Read A Chorus of Innocents Online

Authors: P F Chisholm

A Chorus of Innocents (3 page)

She looked out the window and saw Jane running at a good clip out of the gate and into the village with her skirts bundled up into her belt and her boots occasionally striking sparks from the cobbles. Elizabeth's hat was still on her head and she had her velvet gown on, but Poppy needed to get warm as quickly as possible, so she turned back to her and started washing her gently with the hot water and cloths. Poppy let her do it, passively, only tears leaked out from under her shut eyelids. When that was done Elizabeth put her own smock over the woman's head, chafed her freezing hands and feet, and went and got some socks from the linen cupboard. She had to pause again as she did it: What kind of man did that to a pregnant woman? And what had happened to James? It was clear he was dead, probably killed. Had there been a raid?

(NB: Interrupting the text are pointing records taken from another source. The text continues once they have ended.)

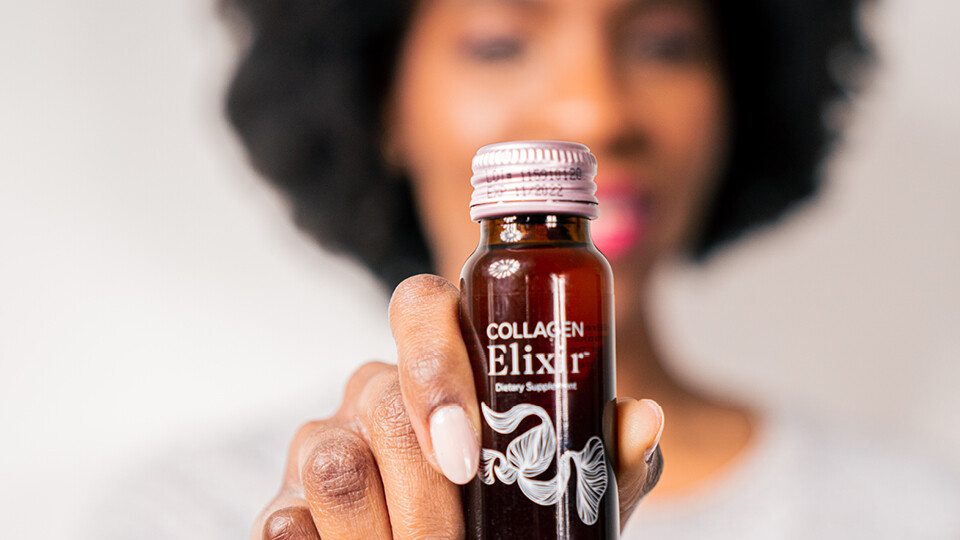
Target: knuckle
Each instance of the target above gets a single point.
(385, 413)
(339, 470)
(289, 524)
(420, 289)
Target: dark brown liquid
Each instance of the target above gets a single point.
(531, 277)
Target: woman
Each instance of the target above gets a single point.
(705, 118)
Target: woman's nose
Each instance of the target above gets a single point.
(587, 102)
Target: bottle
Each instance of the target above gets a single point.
(537, 317)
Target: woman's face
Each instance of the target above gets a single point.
(638, 81)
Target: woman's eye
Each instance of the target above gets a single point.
(494, 49)
(669, 47)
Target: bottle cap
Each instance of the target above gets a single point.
(533, 177)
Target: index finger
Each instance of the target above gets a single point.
(435, 377)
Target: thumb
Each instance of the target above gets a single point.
(639, 426)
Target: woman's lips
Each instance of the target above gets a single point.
(623, 222)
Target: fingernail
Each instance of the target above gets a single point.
(454, 444)
(648, 454)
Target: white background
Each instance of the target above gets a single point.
(152, 288)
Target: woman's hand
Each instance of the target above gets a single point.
(387, 463)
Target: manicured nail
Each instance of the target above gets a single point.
(454, 444)
(648, 454)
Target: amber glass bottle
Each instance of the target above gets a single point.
(537, 316)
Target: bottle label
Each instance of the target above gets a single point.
(531, 453)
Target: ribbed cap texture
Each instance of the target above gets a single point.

Poppy was still sitting on the side of the bed and so Elizabeth gently lifted up her legs, put the socks on her feet, and got her under the coverlets at last. She got the brandywine into her, which was the best thing to stop a miscarriage and seemed to relax Poppy a little.

Just as the last of the wine went down, Fiona came back with a bowl of Dandelion's best creamy milk, still hot from the cow. Elizabeth left her with Poppy, went to her stillroom, and found the precious bottle of laudanum and put a few drops in the milk, then spooned it into Poppy while Fiona stared unselfconsciously at her. Elizabeth sent Fiona to finish up in the dairy, and in particular, wash and salt the butter. It was aggravating that the time of year when cows gave the most milk was in summer when it was too warm to keep butter very long, whereas in autumn and winter, the milk was much less in quantity and creaminess. The butter made now was paler than summer butter, but if the weather didn't get warm it might keep to be used for Christmas.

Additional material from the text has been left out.